Per quei due giovani morti in sella alle loro moto a causa dei dossi in via Pestrino, il pm non ha avuto dubbi: i tre funzionari comunali vanno condannati a venti mesi ciascuno per omicidio colposo. E i parenti della vittime hanno rincarato la dose: in tutto, hanno chiesto poco più di 3 milioni di euro per i danni morali e materiali subiti dalle famiglie delle due giovani vittime.
La penultima udienza nel processo a carico dei funzionari del Comune Alessandro Bortolan, 55 anni, Renato Zanuso, 62, Michele Fasoli non ha riservato colpi di scena dopo un'inchiesta con varie vicissitudini, non ultima una richiesta di archiviazione respinta poi dal giudice delle indagini preliminari. Chi, invece, potrebbe aver già messo un piede fuori dal processo è Elia Lavarini, 77 anni, difeso da Christian Serpelloni. Per il legale rappresentante della cooperativa La Regione, realizzatrice dell'opera, la procura ha chiesto l'assoluzione per non aver commesso il fatto.
Ora per la sentenza, bisognerà attendere la fine del mese quando ci saranno le ultime repliche di avvocati degli imputati e parti civili. L'ultima parola poi spetterà al giudice Raffaele Ferraro che leggerà la sentenza.
L'inchiesta del pm Francesco Rombaldoni è iniziata alla luce dei due incidenti verificatasi tra il 24 settembre 2005 e la mezzanotte e mezza del 2 luglio 2007. In quegli scontri persero la vita Franco Perlato, 36 anni e Giovanni Battista Graziani, 25 anni. Tutti e due finirono fuori strada e morirono dopo aver affrontato il dosso di via Pestrino poi fatto togliere dall'amministrazione 10 giorni dopo la morte di Graziani. La procura sostiene che quel dosso era di altezza superiore a quanto previsto dal codice della strada. Quei manufatti erano alti 13, 16 centimetri contro i 7 stabiliti dalla legge.
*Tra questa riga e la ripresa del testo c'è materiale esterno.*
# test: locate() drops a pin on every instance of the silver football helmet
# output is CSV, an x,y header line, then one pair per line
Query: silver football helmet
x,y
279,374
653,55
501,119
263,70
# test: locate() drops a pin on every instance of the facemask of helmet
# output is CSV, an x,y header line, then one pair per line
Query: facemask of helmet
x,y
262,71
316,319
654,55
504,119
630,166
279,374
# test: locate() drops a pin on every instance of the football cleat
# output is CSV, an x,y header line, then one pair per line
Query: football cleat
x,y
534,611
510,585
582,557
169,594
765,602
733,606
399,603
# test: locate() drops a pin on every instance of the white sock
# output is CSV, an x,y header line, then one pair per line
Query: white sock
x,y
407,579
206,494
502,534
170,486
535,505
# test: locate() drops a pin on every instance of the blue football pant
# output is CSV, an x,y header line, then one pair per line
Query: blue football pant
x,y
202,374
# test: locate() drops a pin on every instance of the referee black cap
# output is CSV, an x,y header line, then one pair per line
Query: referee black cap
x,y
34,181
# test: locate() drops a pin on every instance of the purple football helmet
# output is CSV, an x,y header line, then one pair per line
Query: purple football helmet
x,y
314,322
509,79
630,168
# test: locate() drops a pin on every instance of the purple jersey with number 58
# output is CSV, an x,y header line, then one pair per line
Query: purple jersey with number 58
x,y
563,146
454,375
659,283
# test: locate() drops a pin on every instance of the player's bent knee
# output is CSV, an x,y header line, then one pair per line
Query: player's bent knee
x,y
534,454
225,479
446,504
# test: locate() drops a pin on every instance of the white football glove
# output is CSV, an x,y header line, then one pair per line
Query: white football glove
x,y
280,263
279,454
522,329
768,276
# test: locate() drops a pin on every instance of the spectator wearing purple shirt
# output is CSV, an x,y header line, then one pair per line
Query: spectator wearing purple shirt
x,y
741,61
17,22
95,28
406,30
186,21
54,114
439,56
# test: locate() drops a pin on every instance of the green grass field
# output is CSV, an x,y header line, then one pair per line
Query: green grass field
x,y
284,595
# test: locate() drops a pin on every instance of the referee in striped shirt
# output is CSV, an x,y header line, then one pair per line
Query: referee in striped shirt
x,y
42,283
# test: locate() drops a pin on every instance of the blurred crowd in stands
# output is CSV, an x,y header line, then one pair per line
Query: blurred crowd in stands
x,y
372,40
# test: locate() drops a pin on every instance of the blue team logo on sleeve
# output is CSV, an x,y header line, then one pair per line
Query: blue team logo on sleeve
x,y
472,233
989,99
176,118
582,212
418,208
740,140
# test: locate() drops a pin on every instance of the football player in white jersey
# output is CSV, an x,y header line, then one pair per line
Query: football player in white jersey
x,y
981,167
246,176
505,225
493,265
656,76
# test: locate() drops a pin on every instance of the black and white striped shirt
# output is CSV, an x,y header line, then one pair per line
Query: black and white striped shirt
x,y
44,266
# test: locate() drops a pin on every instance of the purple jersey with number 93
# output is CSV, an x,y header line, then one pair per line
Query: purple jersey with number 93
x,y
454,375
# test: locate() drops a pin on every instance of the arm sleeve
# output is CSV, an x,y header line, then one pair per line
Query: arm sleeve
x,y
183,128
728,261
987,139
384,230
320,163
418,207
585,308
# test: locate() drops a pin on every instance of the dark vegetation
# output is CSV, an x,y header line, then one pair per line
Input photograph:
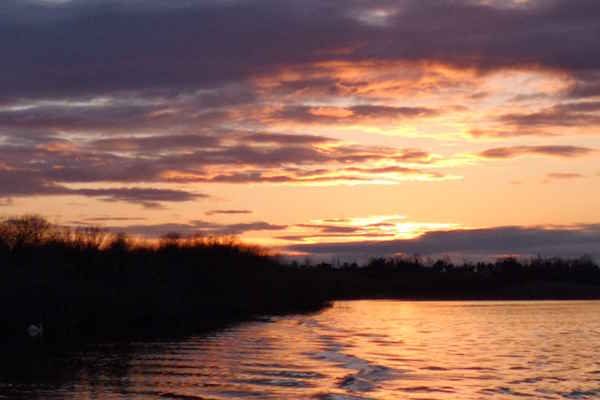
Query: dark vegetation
x,y
87,283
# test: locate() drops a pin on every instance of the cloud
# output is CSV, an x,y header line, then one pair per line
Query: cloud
x,y
197,227
355,114
560,115
488,242
228,212
23,183
551,151
40,42
564,175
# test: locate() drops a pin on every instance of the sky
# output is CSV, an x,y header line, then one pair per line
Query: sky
x,y
333,129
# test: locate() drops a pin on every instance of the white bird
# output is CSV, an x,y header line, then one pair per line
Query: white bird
x,y
35,330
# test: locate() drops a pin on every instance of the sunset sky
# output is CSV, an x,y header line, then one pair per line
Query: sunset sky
x,y
327,128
Di più: quel rialzo sulla strada era posto vicina ad una curva verso sinistra e costituiva un'insidia in quanto «dipinta a strisce orizzontali gialle e nere parallele alla direzione di marcia simili ad un attraversamento pedonale tale da trarre in inganno (specie in ora notturna) gli utenti della strada sulla presenza del manufatto», riporta il capo d'imputazione.
Durante l'udienza, hanno rincarato la dose prima di tutti i legali dei genitori di Graziani, gli avvocati Delaini, Ferri e La Brocca. I legali hanno sottolineato che «prima che venissero posti in essere i manufatti “a tutela degli utenti deboli”, non si erano verificati incidenti mortali». La richiesta di risarcimento è imponente: quasi due milioni e 900mila euro con una provvisionale di 500mila. A ruota è toccato all'avvocato Pietro Someda che tutela i famigliari di Franco Perlato. Il legale padovano ha chiesto 300mila euro di risarcimento con una provvisionale di 100mila euro. È toccato poi ai difensori dei quattro imputati (avvocati Avesani e Libardi) smantellare le ragioni dell'accusa. «La condotta di Fasoli, responsabile della segnaletica al Comune di Verona», ha spiegato Libardi in aula, «non rappresenta una concausa dell'incidente. Qualunque segnaletica ci fosse stata, non avrebbe avuto alcun ruolo giuridicamente rilevante per la causazione dell'evento». Sulla stessa falsariga anche l'intervento dei difensori di Zanuso e Bortolan, responsabile ed esecutore dell'opera finita nel mirino della procura.